At the federal level, the Center for Medicare and Medicaid Innovation (Innovation Center) has developed several models that work toward improving alignment between community-based organizations and the health care sector, such as the Community-Based Care Transitions Program, accountable health communities model and financial alignment initiative for dually eligible beneficiaries. In response to the Innovation Center’s recent request for information, the Business Institute has strongly suggested that further integration of social supports and health care are necessary for a high-quality, person-centered care system for this growing population, and community-based organizations will need to play a central role.

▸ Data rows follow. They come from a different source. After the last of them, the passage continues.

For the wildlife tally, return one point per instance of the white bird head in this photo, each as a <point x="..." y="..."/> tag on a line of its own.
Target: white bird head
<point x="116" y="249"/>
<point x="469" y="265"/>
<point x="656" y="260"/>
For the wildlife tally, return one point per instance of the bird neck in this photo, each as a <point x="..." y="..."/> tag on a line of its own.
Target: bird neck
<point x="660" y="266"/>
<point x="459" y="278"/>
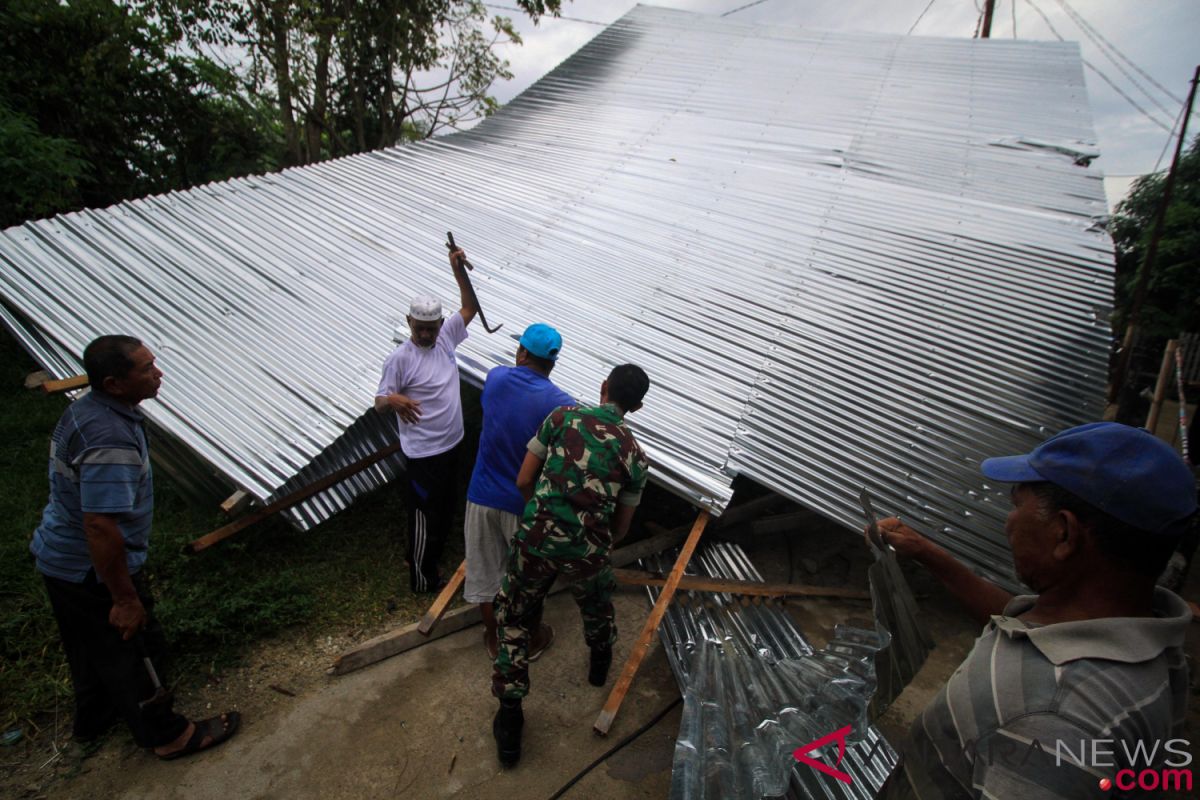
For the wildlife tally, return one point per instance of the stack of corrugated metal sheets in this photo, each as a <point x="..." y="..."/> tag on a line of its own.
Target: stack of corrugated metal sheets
<point x="844" y="259"/>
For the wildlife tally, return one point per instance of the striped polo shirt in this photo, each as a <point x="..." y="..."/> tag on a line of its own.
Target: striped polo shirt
<point x="100" y="463"/>
<point x="1049" y="710"/>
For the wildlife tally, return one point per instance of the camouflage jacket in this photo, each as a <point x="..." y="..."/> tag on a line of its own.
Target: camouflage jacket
<point x="592" y="463"/>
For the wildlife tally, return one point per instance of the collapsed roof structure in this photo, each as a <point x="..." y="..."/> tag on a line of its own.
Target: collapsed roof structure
<point x="844" y="259"/>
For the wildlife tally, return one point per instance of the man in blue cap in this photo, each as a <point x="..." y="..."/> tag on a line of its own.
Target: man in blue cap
<point x="515" y="401"/>
<point x="1073" y="691"/>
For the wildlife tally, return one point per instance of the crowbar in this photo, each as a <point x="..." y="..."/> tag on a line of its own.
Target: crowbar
<point x="471" y="289"/>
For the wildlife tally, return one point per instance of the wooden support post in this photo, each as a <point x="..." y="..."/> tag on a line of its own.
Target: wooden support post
<point x="237" y="503"/>
<point x="439" y="606"/>
<point x="300" y="495"/>
<point x="652" y="624"/>
<point x="409" y="636"/>
<point x="1164" y="374"/>
<point x="725" y="585"/>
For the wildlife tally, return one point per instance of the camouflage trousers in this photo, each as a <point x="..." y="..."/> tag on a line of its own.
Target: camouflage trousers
<point x="534" y="563"/>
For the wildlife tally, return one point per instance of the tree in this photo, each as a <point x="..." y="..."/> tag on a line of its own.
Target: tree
<point x="349" y="76"/>
<point x="95" y="108"/>
<point x="1173" y="296"/>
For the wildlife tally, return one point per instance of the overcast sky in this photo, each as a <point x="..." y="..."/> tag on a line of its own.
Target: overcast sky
<point x="1161" y="37"/>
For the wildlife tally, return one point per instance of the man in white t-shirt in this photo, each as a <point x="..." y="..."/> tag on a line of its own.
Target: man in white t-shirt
<point x="420" y="384"/>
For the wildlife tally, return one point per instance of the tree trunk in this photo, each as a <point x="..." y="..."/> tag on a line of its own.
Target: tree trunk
<point x="280" y="55"/>
<point x="316" y="119"/>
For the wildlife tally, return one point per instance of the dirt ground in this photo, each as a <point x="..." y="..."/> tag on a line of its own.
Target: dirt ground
<point x="419" y="725"/>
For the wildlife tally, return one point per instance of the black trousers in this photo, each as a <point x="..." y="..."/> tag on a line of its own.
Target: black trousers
<point x="107" y="672"/>
<point x="431" y="492"/>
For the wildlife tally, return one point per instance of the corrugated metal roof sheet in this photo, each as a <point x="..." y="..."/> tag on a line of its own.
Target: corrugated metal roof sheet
<point x="843" y="259"/>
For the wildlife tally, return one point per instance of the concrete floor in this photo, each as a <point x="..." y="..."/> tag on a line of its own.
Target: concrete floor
<point x="419" y="725"/>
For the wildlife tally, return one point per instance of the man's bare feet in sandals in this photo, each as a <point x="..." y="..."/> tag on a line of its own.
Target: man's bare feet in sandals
<point x="201" y="735"/>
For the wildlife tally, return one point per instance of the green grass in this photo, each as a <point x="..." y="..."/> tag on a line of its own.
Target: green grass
<point x="347" y="575"/>
<point x="214" y="606"/>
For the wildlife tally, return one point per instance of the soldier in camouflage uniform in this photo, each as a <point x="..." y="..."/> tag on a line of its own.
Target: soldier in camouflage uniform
<point x="585" y="474"/>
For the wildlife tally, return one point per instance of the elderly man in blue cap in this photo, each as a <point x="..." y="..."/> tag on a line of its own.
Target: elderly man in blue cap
<point x="1080" y="689"/>
<point x="516" y="401"/>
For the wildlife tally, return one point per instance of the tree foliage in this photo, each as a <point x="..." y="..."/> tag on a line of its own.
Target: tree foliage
<point x="1173" y="296"/>
<point x="95" y="107"/>
<point x="351" y="76"/>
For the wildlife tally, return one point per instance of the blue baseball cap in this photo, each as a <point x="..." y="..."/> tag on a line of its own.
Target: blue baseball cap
<point x="543" y="341"/>
<point x="1121" y="470"/>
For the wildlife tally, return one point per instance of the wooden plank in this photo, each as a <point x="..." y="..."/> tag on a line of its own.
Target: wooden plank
<point x="694" y="583"/>
<point x="237" y="503"/>
<point x="402" y="639"/>
<point x="652" y="624"/>
<point x="409" y="636"/>
<point x="209" y="540"/>
<point x="439" y="606"/>
<point x="35" y="379"/>
<point x="65" y="385"/>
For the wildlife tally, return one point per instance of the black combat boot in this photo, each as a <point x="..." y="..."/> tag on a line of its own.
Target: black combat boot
<point x="507" y="728"/>
<point x="601" y="659"/>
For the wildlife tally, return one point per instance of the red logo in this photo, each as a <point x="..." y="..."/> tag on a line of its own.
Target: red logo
<point x="837" y="735"/>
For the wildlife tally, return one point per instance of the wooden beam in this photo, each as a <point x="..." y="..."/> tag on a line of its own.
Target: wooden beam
<point x="300" y="495"/>
<point x="35" y="379"/>
<point x="725" y="585"/>
<point x="237" y="503"/>
<point x="403" y="638"/>
<point x="409" y="636"/>
<point x="439" y="606"/>
<point x="65" y="385"/>
<point x="652" y="624"/>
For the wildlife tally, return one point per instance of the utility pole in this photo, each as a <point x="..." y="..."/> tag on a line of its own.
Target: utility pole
<point x="1147" y="265"/>
<point x="989" y="8"/>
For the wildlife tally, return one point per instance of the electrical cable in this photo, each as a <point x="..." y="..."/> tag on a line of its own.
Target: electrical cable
<point x="749" y="5"/>
<point x="582" y="774"/>
<point x="921" y="17"/>
<point x="1101" y="42"/>
<point x="574" y="19"/>
<point x="1083" y="23"/>
<point x="1167" y="144"/>
<point x="1097" y="71"/>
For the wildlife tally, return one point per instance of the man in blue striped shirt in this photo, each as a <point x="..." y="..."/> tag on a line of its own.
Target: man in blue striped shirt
<point x="1080" y="690"/>
<point x="90" y="549"/>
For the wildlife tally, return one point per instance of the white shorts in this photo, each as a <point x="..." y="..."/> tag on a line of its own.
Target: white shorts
<point x="487" y="533"/>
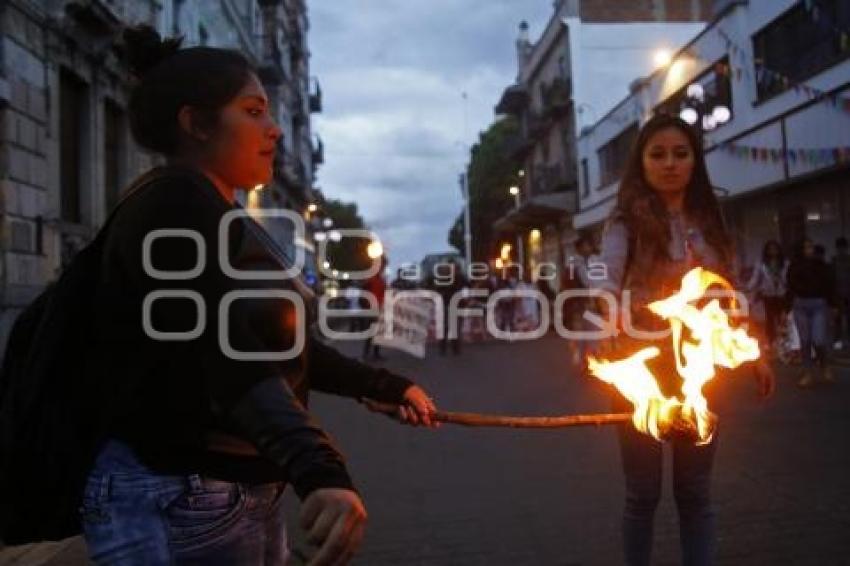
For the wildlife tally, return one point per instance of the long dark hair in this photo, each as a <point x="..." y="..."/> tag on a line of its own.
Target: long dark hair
<point x="645" y="214"/>
<point x="168" y="78"/>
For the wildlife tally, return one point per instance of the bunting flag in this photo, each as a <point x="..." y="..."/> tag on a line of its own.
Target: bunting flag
<point x="819" y="156"/>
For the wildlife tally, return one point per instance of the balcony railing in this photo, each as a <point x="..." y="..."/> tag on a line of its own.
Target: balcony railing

Moreover, the Creating High-Quality Results and Outcomes Necessary to Improve Chronic (CHRONIC) Care Act, passed in September 2017 by the US Senate, could open up further opportunities for partnerships between Medicare Advantage plans and community-based organizations. The legislation, now awaiting action in the House, would allow Medicare Advantage (MA) plans to provide and target supplementary benefits—including nonhealth-related benefits—to complex beneficiaries. This change could encourage MA plans to partner with community-based organizations to provide services that MA plans have not traditionally offered, such as nutrition services or home care. Policy changes and payment incentives such as these are creating more opportunities for many community-based organizations to establish formal health care partnerships.

Looking Ahead

From the RFI, we know that among agencies currently not pursuing contracts (45.4 percent of respondents), nearly four in 10 (39.4 percent) say they need more information and guidance. Through the technical assistance and educational opportunities offered by the Business Institute, we hope to close this gap. A second round of the RFI, scheduled to go out later this year, will allow us to build upon our understanding of contractual relationships between community-based organizations and health care entities over time. Our goal is to increase awareness of the unique expertise that community-based organizations provide in delivering services to older adults and people with disabilities, while simultaneously providing the community-based organizations the resources and tools they need to be successful.